Patients and MethodsWe report a retrospective study of 10 patients below the age of 20 following autologous fat transfer between January 1, 2003 and January 1, 2004. (2 Poland syndrome, 3 bilateral tuberous breast, and 5 unilateral micromastia). Age, cup size, the number of sessions, time interval between each session, volumes injected, and complications were recorded. Postoperative mammography, ultrasonography, and MRI were assessed by a specialized radiologist. Patients answered a questionnaire 1 year after the procedure.

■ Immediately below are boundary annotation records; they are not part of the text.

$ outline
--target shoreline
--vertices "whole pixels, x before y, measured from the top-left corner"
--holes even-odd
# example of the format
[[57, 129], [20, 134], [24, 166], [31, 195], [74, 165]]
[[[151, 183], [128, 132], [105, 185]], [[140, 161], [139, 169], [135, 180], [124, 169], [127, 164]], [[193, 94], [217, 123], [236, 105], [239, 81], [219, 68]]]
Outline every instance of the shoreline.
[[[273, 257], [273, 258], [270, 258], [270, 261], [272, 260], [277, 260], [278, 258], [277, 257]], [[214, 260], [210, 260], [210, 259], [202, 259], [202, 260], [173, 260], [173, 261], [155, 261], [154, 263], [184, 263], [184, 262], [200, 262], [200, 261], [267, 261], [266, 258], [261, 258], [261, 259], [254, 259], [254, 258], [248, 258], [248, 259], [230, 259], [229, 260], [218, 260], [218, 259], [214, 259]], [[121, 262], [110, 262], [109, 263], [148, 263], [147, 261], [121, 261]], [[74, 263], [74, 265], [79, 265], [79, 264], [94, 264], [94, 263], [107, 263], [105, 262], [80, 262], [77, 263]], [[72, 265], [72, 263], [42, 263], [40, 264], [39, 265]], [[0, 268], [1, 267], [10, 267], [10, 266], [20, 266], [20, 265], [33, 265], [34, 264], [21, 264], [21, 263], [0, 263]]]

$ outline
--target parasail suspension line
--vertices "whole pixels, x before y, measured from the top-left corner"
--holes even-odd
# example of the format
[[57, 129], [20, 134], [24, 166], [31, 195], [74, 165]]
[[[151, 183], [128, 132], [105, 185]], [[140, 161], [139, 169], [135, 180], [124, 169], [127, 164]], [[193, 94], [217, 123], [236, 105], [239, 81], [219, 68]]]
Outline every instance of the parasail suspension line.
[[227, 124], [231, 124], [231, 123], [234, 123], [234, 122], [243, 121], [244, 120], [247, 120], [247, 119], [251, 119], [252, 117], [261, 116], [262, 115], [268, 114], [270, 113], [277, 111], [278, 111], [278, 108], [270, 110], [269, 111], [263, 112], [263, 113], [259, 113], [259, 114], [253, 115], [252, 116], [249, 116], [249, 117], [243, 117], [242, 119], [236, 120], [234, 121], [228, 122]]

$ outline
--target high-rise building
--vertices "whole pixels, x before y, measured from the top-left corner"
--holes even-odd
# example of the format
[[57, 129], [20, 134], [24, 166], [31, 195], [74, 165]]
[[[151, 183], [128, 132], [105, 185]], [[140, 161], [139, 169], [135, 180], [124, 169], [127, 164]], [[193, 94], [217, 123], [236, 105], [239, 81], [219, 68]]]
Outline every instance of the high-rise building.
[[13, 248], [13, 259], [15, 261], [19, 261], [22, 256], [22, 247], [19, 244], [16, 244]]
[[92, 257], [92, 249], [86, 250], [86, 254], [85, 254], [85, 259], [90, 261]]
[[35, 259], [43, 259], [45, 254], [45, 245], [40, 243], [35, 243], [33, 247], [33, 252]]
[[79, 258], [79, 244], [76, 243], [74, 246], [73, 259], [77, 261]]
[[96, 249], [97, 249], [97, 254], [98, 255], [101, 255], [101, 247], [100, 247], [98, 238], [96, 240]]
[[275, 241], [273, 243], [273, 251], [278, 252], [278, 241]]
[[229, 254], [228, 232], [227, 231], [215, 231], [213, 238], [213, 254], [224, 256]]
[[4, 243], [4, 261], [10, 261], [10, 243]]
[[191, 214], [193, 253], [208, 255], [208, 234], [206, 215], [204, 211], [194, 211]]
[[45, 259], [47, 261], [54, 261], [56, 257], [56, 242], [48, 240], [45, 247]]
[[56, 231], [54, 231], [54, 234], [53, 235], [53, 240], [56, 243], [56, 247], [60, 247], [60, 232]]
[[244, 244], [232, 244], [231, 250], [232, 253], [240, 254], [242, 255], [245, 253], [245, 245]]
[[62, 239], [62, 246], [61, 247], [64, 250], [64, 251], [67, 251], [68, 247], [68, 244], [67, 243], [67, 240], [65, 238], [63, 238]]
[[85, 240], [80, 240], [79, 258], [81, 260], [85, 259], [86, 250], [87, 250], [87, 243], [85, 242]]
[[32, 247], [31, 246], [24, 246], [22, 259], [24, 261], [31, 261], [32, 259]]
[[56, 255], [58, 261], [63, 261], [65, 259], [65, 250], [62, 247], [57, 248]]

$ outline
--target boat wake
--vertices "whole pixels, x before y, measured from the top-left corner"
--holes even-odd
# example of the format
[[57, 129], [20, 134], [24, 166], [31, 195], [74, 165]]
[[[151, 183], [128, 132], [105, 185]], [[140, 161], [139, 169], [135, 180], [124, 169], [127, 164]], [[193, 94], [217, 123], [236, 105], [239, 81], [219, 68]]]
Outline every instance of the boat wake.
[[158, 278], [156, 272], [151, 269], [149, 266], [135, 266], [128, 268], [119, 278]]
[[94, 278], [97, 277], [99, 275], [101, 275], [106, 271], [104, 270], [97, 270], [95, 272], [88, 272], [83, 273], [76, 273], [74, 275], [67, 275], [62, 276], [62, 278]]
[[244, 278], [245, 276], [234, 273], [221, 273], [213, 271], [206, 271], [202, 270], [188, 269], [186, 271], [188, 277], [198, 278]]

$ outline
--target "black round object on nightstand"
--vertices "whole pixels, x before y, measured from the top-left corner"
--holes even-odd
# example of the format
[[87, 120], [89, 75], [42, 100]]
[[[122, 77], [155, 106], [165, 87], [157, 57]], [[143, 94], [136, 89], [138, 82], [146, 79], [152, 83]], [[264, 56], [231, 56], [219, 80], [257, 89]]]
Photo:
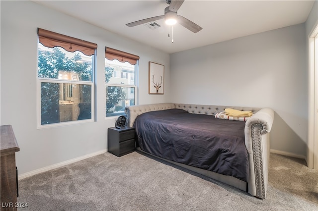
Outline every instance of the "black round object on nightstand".
[[117, 118], [117, 120], [115, 123], [115, 126], [116, 127], [124, 127], [126, 125], [126, 117], [125, 116], [119, 116]]

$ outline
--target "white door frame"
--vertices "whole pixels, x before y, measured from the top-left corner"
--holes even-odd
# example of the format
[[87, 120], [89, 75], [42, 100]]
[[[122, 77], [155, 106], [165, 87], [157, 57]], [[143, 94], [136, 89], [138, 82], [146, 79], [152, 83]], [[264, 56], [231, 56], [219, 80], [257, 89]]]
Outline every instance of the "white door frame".
[[309, 44], [309, 101], [307, 162], [318, 169], [318, 22], [310, 34]]

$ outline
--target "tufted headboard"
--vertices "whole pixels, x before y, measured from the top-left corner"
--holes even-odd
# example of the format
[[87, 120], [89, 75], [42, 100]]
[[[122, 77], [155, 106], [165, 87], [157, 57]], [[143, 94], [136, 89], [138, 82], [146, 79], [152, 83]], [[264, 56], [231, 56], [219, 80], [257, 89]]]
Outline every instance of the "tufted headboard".
[[233, 108], [239, 110], [250, 110], [253, 112], [253, 113], [256, 113], [260, 109], [260, 108], [250, 107], [200, 105], [167, 103], [140, 106], [132, 106], [126, 107], [125, 110], [126, 113], [127, 114], [127, 123], [129, 126], [132, 126], [135, 122], [135, 119], [138, 115], [148, 111], [178, 108], [186, 110], [191, 113], [214, 115], [217, 113], [224, 111], [224, 109], [226, 108]]

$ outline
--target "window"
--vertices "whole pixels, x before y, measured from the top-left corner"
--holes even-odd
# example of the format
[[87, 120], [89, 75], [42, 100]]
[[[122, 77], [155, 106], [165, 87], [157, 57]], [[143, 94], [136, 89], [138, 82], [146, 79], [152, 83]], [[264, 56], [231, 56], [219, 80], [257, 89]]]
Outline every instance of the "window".
[[[135, 78], [139, 59], [138, 56], [106, 48], [106, 117], [125, 115], [125, 107], [135, 105], [137, 98]], [[116, 77], [118, 75], [120, 78]]]
[[38, 124], [92, 119], [97, 45], [41, 29], [38, 34]]

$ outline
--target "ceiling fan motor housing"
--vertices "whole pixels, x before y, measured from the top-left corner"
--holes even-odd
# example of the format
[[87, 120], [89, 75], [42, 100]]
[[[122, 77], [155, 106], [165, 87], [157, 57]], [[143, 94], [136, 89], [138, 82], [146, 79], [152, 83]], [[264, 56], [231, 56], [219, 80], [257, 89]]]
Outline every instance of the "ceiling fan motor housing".
[[177, 22], [178, 14], [176, 12], [173, 12], [169, 10], [167, 6], [164, 8], [164, 19], [165, 23], [168, 25], [174, 25]]

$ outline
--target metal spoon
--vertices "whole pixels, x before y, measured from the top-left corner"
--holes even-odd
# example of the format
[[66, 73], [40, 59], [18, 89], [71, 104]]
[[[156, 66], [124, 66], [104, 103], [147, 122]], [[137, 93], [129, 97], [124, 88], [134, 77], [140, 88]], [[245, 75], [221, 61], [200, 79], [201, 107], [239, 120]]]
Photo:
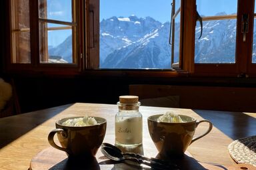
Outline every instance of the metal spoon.
[[148, 165], [153, 168], [154, 169], [177, 169], [177, 169], [176, 168], [170, 169], [169, 166], [161, 165], [159, 163], [156, 163], [154, 162], [149, 162], [149, 161], [145, 161], [141, 159], [136, 158], [134, 157], [125, 157], [121, 153], [121, 152], [118, 151], [117, 149], [114, 149], [108, 146], [101, 146], [101, 151], [105, 156], [106, 156], [107, 158], [113, 161], [123, 161], [125, 160], [131, 160], [134, 162], [137, 162], [139, 164], [144, 164], [144, 165]]
[[160, 164], [160, 165], [169, 165], [169, 167], [177, 167], [176, 164], [170, 163], [169, 161], [163, 161], [163, 160], [160, 159], [154, 158], [154, 157], [147, 157], [141, 155], [139, 154], [137, 154], [135, 153], [128, 153], [128, 152], [122, 153], [122, 151], [119, 148], [118, 148], [117, 147], [116, 147], [112, 144], [110, 144], [109, 143], [103, 143], [101, 144], [101, 147], [104, 147], [104, 146], [109, 147], [112, 148], [113, 149], [115, 150], [117, 152], [119, 152], [119, 153], [122, 154], [123, 155], [127, 155], [127, 156], [135, 157], [137, 159], [144, 159], [144, 160], [146, 160], [146, 161], [148, 161], [150, 162], [153, 161], [157, 164], [157, 163]]

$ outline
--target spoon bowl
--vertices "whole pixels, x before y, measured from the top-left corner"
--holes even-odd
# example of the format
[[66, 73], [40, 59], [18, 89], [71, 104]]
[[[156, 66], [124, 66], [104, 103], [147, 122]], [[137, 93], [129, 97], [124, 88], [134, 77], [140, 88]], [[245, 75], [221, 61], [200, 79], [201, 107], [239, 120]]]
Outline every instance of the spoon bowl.
[[103, 155], [107, 158], [116, 161], [121, 161], [125, 159], [123, 154], [113, 148], [108, 146], [101, 146], [101, 151]]
[[[109, 144], [111, 145], [111, 144]], [[109, 145], [111, 146], [111, 145]], [[143, 160], [141, 158], [138, 158], [137, 157], [133, 156], [133, 155], [136, 155], [137, 154], [131, 153], [132, 155], [130, 157], [125, 157], [125, 153], [122, 153], [121, 151], [115, 149], [115, 147], [111, 147], [109, 146], [107, 146], [107, 145], [102, 145], [101, 147], [101, 151], [103, 155], [107, 158], [115, 161], [123, 161], [125, 160], [130, 160], [133, 162], [137, 163], [139, 164], [144, 164], [151, 167], [153, 167], [155, 169], [169, 169], [169, 165], [161, 164], [160, 163], [146, 161]], [[176, 165], [172, 165], [171, 169], [176, 169]]]

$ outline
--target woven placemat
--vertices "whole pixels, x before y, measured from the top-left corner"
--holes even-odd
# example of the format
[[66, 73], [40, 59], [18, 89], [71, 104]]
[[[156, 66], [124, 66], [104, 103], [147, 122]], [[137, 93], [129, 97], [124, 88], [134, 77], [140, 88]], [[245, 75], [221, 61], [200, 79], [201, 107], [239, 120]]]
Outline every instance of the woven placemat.
[[256, 167], [256, 135], [238, 139], [229, 145], [229, 154], [237, 163]]

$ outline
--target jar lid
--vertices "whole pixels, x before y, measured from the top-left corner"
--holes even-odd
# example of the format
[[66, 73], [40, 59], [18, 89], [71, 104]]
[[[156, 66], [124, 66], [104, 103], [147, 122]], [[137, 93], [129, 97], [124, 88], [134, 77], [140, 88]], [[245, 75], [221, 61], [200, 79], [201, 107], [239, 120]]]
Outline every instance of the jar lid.
[[121, 96], [119, 102], [122, 104], [137, 104], [139, 101], [139, 97], [137, 96]]

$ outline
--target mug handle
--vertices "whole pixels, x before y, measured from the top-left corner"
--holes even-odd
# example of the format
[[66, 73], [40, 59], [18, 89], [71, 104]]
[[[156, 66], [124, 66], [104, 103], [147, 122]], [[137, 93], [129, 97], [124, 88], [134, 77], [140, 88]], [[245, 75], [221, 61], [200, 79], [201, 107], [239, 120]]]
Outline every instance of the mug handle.
[[195, 137], [192, 139], [191, 142], [190, 143], [190, 144], [191, 144], [193, 142], [194, 142], [195, 141], [204, 137], [205, 135], [206, 135], [207, 134], [208, 134], [211, 130], [213, 129], [213, 124], [209, 121], [209, 120], [200, 120], [199, 122], [197, 122], [196, 123], [196, 125], [195, 125], [195, 128], [197, 128], [198, 126], [198, 125], [202, 122], [208, 122], [209, 123], [209, 128], [208, 128], [208, 129], [203, 134], [201, 134], [201, 135], [199, 136], [197, 136], [197, 137]]
[[50, 145], [52, 147], [53, 147], [54, 148], [56, 148], [57, 149], [59, 149], [59, 150], [61, 150], [61, 151], [66, 151], [66, 152], [69, 153], [69, 151], [67, 151], [67, 149], [66, 148], [64, 148], [64, 147], [60, 147], [60, 146], [57, 145], [55, 143], [55, 142], [54, 141], [53, 137], [54, 137], [54, 135], [56, 134], [57, 132], [61, 133], [61, 134], [63, 136], [63, 137], [67, 137], [67, 133], [63, 129], [53, 129], [49, 133], [49, 135], [48, 135], [48, 142], [49, 142], [49, 143], [50, 143]]

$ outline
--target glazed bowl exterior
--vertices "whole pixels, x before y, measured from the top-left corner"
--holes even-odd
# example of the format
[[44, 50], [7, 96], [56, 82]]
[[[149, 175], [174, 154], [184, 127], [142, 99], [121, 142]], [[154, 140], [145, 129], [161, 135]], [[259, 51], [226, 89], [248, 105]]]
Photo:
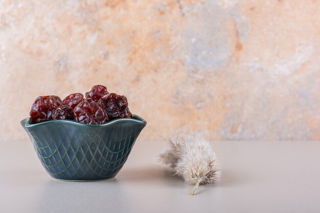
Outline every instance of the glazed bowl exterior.
[[96, 125], [69, 120], [32, 124], [30, 117], [21, 124], [51, 177], [86, 181], [114, 177], [147, 122], [133, 115]]

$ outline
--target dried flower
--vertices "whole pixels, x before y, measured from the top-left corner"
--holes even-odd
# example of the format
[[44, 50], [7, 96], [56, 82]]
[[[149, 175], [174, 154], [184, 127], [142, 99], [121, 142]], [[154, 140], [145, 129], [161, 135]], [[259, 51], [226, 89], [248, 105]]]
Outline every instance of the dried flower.
[[212, 183], [220, 179], [221, 169], [210, 145], [197, 134], [187, 134], [179, 139], [169, 139], [169, 147], [159, 156], [160, 161], [172, 168], [175, 175], [187, 183], [195, 184]]

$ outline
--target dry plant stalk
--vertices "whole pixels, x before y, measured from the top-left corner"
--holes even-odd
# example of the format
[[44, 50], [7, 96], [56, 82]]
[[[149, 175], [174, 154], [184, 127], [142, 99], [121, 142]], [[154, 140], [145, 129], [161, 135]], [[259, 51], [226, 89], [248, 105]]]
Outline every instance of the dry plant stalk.
[[220, 179], [221, 171], [217, 157], [209, 144], [196, 133], [187, 134], [173, 141], [159, 156], [160, 161], [173, 169], [175, 175], [190, 184], [195, 184], [193, 195], [199, 184], [212, 183]]

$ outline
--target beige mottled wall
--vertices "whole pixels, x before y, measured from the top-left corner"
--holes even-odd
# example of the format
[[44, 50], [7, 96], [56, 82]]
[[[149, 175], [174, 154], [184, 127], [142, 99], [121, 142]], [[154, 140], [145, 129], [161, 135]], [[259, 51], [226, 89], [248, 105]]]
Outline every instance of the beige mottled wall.
[[125, 94], [141, 138], [320, 139], [320, 1], [0, 2], [0, 135], [39, 95]]

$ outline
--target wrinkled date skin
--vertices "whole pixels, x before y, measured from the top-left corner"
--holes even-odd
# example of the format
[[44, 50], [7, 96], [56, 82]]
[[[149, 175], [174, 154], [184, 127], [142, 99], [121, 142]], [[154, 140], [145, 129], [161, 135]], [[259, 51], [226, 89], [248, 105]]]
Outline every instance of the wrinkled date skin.
[[52, 119], [73, 120], [73, 108], [64, 105], [59, 106], [53, 111]]
[[110, 93], [101, 98], [98, 103], [107, 112], [110, 120], [130, 118], [132, 115], [128, 108], [128, 100], [124, 96]]
[[93, 86], [90, 91], [85, 93], [85, 98], [88, 102], [98, 102], [101, 97], [108, 93], [107, 87], [98, 85]]
[[62, 104], [74, 109], [79, 103], [83, 101], [85, 101], [85, 100], [82, 94], [81, 93], [74, 93], [70, 94], [65, 97], [62, 101]]
[[106, 112], [100, 104], [86, 101], [79, 103], [74, 110], [75, 121], [86, 124], [101, 124], [109, 121]]
[[34, 123], [40, 123], [52, 120], [53, 111], [61, 104], [58, 96], [45, 96], [38, 97], [32, 105], [30, 116]]

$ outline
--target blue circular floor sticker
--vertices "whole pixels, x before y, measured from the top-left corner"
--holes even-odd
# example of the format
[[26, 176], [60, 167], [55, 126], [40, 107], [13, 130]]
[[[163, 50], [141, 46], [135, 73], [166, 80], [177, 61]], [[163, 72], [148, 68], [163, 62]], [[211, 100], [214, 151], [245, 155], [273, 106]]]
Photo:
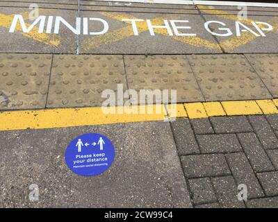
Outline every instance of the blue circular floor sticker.
[[106, 171], [115, 157], [114, 146], [109, 139], [97, 133], [87, 133], [73, 139], [67, 146], [65, 158], [75, 173], [95, 176]]

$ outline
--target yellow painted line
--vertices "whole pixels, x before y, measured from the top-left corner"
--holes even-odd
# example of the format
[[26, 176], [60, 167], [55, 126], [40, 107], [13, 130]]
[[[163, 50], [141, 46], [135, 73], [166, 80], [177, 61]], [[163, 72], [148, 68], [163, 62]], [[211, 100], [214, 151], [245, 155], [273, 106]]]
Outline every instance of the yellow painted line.
[[[138, 19], [136, 17], [132, 15], [125, 14], [125, 15], [119, 15], [115, 13], [110, 13], [110, 12], [101, 12], [103, 15], [110, 17], [113, 19], [117, 20], [122, 22], [123, 19]], [[177, 19], [177, 17], [156, 17], [152, 19], [152, 24], [154, 26], [161, 26], [164, 24], [164, 19]], [[131, 22], [129, 21], [124, 21], [125, 23], [131, 24]], [[147, 26], [146, 22], [137, 22], [136, 26], [138, 31], [138, 33], [148, 31], [149, 27]], [[214, 42], [211, 42], [208, 40], [201, 39], [199, 37], [196, 36], [169, 36], [169, 33], [167, 30], [161, 29], [161, 28], [154, 28], [154, 32], [158, 34], [163, 35], [165, 36], [171, 37], [177, 41], [181, 42], [183, 43], [193, 45], [196, 47], [206, 47], [208, 49], [216, 49], [219, 51], [221, 51], [220, 46]], [[126, 26], [124, 28], [121, 28], [113, 31], [111, 33], [106, 33], [102, 35], [96, 36], [96, 37], [91, 37], [85, 40], [84, 40], [84, 44], [85, 46], [83, 46], [83, 49], [84, 50], [88, 51], [90, 49], [93, 49], [98, 47], [99, 46], [111, 44], [114, 42], [117, 42], [124, 38], [126, 38], [130, 36], [133, 35], [133, 31], [131, 26]]]
[[[113, 112], [113, 108], [111, 108], [110, 112]], [[167, 115], [161, 105], [158, 108], [156, 105], [141, 105], [115, 108], [119, 108], [115, 114], [104, 114], [101, 108], [3, 112], [0, 113], [0, 130], [163, 121]], [[138, 114], [134, 113], [136, 110]], [[140, 114], [142, 110], [145, 114]], [[131, 114], [127, 114], [127, 112]]]
[[228, 116], [263, 114], [255, 101], [221, 102]]
[[165, 121], [168, 117], [197, 119], [222, 117], [226, 114], [227, 116], [273, 114], [274, 104], [278, 105], [278, 99], [188, 103], [166, 106], [161, 104], [119, 106], [105, 109], [93, 107], [4, 111], [0, 112], [0, 131]]
[[278, 110], [272, 100], [256, 100], [256, 101], [263, 114], [278, 114]]
[[202, 103], [185, 103], [184, 106], [190, 119], [208, 117]]
[[226, 116], [220, 102], [207, 102], [203, 103], [203, 105], [208, 117]]
[[275, 105], [278, 107], [278, 99], [273, 99], [272, 101], [274, 104], [275, 104]]
[[[20, 15], [22, 15], [24, 18], [26, 18], [28, 17], [27, 15], [28, 14], [27, 12], [24, 12], [20, 13]], [[14, 15], [8, 15], [0, 13], [0, 27], [10, 28], [13, 17]], [[30, 25], [26, 24], [26, 27], [28, 28], [29, 26]], [[22, 31], [19, 23], [17, 23], [15, 30], [19, 32]], [[58, 35], [39, 33], [38, 28], [35, 26], [34, 26], [28, 33], [22, 33], [22, 34], [28, 38], [54, 46], [58, 46], [60, 42], [60, 37]]]
[[170, 118], [181, 118], [188, 117], [183, 104], [170, 104], [166, 105], [166, 108]]

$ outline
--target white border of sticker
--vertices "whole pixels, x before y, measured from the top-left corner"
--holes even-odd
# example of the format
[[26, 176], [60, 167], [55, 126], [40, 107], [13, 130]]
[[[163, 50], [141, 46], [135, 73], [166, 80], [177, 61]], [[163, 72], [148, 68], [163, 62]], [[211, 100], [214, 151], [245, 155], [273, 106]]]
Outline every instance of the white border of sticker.
[[278, 8], [278, 3], [263, 2], [240, 2], [240, 1], [186, 1], [186, 0], [94, 0], [97, 1], [117, 1], [145, 3], [177, 4], [177, 5], [203, 5], [203, 6], [250, 6]]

ResultsMean follow-up was 68 months (60–77 months) and mean age was 17.5 years (15–20 years). Mean number of fat injection sessions was 2 (1–4) and mean volume injected 285 mL per breast (200–500 mL). The time interval between each session was 5 months (3–6 months). Cup size remained unchanged after at least 5 years of follow-up. One case underwent a contralateral breast reduction. The cosmetic results considered satisfactory in almost all the patients after 1 year of follow-up. None of our patients complained of scars or defects at the donor site. All breasts imaging were normal except 1 patient with oil cysts.
ConclusionOur preliminary results using lipofilling to treat young patients with breast hypoplasia with lipofilling are very encouraging. The authors believe it is an alternative of choice for the correction of the young woman’s breast deformities if the avoidance of scarring is preferred.